Lothar Bossle

Lothar Bossle

Lothar Bossle (* 10. November 1929 in Ramstein/Pfalz; † 17. Dezember 2000 in Würzburg) war Professor für Soziologie an der Julius-Maximilians-Universität Würzburg und der Pädagogischen Hochschule in Lörrach. Außerdem war er als Berater für die CDU-Politiker Helmut Kohl und Hans Filbinger und als Präsident des privaten Instituts für Demokratieforschung tätig.

Inhaltsverzeichnis

Leben

Ausbildung und Berufsanfänge

Lothar Bossle studierte in München und Berlin politische Wissenschaft und Soziologie; 1959 schloss er mit dem Diplom ab. Von 1960 bis 1963 war er wissenschaftlicher Assistent von Gerhard Möbus an der Schule der Bundeswehr für Innere Führung in Koblenz. Danach arbeitete er von 1963 bis 1965 als Assistent am Institut für Politikwissenschaft der Johannes Gutenberg-Universität Mainz. 1965 wurde er dort zum Dr. phil. promoviert. Ab 1966 war er Dozent für politische Wissenschaften an der Fachhochschule Worms. In den 1970er Jahren lehrte er an der Pädagogischen Hochschule Lörrach.

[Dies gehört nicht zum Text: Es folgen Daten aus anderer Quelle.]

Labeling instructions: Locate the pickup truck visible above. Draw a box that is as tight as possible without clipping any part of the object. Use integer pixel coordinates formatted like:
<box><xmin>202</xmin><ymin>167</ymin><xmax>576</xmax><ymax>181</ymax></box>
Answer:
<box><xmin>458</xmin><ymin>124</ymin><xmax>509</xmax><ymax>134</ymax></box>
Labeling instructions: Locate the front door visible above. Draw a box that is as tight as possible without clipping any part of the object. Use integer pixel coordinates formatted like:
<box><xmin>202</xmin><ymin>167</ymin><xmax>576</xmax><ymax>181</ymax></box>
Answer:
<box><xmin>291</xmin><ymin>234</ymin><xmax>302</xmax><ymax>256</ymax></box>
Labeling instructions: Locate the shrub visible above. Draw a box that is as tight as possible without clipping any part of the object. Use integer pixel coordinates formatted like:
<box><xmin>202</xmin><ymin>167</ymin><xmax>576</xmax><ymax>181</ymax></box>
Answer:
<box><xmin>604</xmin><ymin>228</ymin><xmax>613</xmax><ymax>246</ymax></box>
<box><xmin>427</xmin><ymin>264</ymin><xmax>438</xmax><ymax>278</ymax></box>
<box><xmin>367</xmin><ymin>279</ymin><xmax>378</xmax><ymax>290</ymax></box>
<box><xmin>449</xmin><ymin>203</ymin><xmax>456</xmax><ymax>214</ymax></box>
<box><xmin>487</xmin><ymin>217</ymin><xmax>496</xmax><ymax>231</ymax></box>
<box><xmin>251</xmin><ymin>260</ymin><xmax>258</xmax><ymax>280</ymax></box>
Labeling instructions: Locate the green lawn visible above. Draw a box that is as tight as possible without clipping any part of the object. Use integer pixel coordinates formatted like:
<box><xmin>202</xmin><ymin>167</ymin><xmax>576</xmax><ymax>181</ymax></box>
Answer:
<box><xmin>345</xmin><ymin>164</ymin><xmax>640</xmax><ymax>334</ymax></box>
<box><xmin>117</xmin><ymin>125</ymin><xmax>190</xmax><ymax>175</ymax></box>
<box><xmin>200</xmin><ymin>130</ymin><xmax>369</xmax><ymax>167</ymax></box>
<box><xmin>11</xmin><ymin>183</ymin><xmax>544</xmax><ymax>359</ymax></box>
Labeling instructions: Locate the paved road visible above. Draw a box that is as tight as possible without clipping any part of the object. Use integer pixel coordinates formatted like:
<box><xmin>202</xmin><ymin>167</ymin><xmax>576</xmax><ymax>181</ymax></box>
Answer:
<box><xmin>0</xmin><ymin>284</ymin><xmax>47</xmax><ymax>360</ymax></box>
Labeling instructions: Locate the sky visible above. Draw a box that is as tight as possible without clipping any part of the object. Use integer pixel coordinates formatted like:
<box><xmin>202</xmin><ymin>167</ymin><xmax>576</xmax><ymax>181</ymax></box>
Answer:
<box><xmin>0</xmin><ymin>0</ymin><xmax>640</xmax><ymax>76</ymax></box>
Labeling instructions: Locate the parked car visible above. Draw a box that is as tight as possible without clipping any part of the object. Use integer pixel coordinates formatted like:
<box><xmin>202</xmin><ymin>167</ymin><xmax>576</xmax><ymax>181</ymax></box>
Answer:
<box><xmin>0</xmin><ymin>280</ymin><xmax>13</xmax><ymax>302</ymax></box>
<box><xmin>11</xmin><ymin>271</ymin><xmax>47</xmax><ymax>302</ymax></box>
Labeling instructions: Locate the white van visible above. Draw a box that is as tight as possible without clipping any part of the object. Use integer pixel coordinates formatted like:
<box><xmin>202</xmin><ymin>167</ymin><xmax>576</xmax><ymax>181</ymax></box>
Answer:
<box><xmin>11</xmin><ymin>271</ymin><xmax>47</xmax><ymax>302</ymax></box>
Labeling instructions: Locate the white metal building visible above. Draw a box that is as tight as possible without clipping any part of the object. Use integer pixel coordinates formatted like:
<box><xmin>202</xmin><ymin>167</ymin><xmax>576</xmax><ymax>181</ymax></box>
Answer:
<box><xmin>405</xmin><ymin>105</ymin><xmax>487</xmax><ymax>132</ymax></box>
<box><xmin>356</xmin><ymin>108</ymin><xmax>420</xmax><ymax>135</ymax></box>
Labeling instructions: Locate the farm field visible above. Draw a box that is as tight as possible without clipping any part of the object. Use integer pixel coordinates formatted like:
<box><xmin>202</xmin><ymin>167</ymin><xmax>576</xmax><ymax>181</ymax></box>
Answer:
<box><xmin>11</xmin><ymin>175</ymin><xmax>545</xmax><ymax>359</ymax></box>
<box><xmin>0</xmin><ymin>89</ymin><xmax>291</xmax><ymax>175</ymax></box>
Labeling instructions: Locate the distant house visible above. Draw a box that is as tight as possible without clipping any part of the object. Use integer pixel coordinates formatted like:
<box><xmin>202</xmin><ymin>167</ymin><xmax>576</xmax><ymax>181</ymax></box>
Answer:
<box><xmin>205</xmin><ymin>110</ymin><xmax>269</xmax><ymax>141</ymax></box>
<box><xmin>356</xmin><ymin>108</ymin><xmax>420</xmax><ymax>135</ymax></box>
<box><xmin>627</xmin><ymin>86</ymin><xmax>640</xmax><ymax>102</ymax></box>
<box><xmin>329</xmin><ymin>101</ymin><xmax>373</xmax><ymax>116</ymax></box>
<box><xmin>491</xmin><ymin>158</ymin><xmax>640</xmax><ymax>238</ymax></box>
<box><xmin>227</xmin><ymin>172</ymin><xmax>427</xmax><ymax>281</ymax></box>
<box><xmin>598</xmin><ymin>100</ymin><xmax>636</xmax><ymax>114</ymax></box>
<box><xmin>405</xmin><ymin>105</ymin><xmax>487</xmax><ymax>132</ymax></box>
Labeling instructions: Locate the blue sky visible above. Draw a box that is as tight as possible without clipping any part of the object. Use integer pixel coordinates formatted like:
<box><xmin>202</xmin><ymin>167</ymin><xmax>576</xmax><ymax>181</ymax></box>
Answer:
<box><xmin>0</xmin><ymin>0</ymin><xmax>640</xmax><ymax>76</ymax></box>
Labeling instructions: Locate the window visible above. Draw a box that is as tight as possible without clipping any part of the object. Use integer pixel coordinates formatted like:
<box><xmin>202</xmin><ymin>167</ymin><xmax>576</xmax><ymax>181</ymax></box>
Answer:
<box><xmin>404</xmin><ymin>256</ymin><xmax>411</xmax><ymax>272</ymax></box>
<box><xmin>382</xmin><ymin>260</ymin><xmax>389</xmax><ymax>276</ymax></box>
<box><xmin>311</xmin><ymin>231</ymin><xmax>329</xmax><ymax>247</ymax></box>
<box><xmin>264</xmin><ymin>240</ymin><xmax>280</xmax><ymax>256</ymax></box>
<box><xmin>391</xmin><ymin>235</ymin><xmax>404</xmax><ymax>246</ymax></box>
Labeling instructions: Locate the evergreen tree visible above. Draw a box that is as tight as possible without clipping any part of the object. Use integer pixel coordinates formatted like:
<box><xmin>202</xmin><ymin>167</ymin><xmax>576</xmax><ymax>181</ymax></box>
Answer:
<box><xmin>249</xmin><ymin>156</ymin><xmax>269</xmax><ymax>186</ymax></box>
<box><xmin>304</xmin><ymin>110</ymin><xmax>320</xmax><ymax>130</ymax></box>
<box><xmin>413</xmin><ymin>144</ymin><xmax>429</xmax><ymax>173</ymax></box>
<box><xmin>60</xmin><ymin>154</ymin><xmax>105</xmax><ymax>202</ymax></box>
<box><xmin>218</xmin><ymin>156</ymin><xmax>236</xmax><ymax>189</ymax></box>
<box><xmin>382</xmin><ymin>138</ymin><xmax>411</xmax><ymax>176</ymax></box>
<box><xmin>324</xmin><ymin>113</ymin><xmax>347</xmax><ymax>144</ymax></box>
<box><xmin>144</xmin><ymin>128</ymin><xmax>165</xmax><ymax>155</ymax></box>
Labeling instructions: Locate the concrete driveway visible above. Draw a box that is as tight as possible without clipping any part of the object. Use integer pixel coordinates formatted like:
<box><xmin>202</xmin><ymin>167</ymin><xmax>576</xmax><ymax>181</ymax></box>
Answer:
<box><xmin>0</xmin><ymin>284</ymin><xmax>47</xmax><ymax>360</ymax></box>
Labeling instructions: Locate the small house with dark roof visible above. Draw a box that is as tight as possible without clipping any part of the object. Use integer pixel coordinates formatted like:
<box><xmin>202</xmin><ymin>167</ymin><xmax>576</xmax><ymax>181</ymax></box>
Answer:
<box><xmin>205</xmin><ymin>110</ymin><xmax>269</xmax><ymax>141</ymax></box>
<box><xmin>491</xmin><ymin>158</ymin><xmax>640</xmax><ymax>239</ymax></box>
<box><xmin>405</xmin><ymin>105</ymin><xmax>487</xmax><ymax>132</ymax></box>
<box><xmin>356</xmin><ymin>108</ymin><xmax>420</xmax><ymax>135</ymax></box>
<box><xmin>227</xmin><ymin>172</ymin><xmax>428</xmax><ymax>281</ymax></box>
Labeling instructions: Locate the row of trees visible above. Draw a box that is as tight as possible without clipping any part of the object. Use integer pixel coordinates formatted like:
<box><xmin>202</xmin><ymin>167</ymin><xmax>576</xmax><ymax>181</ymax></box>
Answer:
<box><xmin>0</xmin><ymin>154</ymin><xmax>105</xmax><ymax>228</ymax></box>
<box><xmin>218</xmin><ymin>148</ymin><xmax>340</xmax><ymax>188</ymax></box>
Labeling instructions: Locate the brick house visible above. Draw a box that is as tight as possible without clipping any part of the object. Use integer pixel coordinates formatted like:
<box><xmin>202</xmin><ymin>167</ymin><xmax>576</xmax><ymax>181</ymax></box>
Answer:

Als Student war Bossle Mitglied der SPD und bekleidete zeitweise das Amt des stellvertretenden Vorsitzender des Westberliner SDS. Nach der Verabschiedung des Godesberger Programms wandte er sich 1959 vom SDS und der SPD ab und trat in die rheinland-pfälzische CDU ein. Hier wurde er als Berater von Helmut Kohl und danach von Hans Filbinger angestellt.

Soziologieprofessur

Seit Anfang der 1970er Jahre unterstützte Bossle Franz Josef Strauß, der ihm 1977 zu seinem Lehrstuhl an der Universität Würzburg verhalf. Auf Strauß' Betreiben wurde Bossle von Kultusminister Hans Maier unter 55 Mitbewerbern ausgewählt und gegen die Voten des akademischen Senats, des Berufungsausschusses und des Fachbereichsrats auf den Lehrstuhl für Soziologie eingesetzt, was massive Proteste bei den Studenten hervorrief.[1]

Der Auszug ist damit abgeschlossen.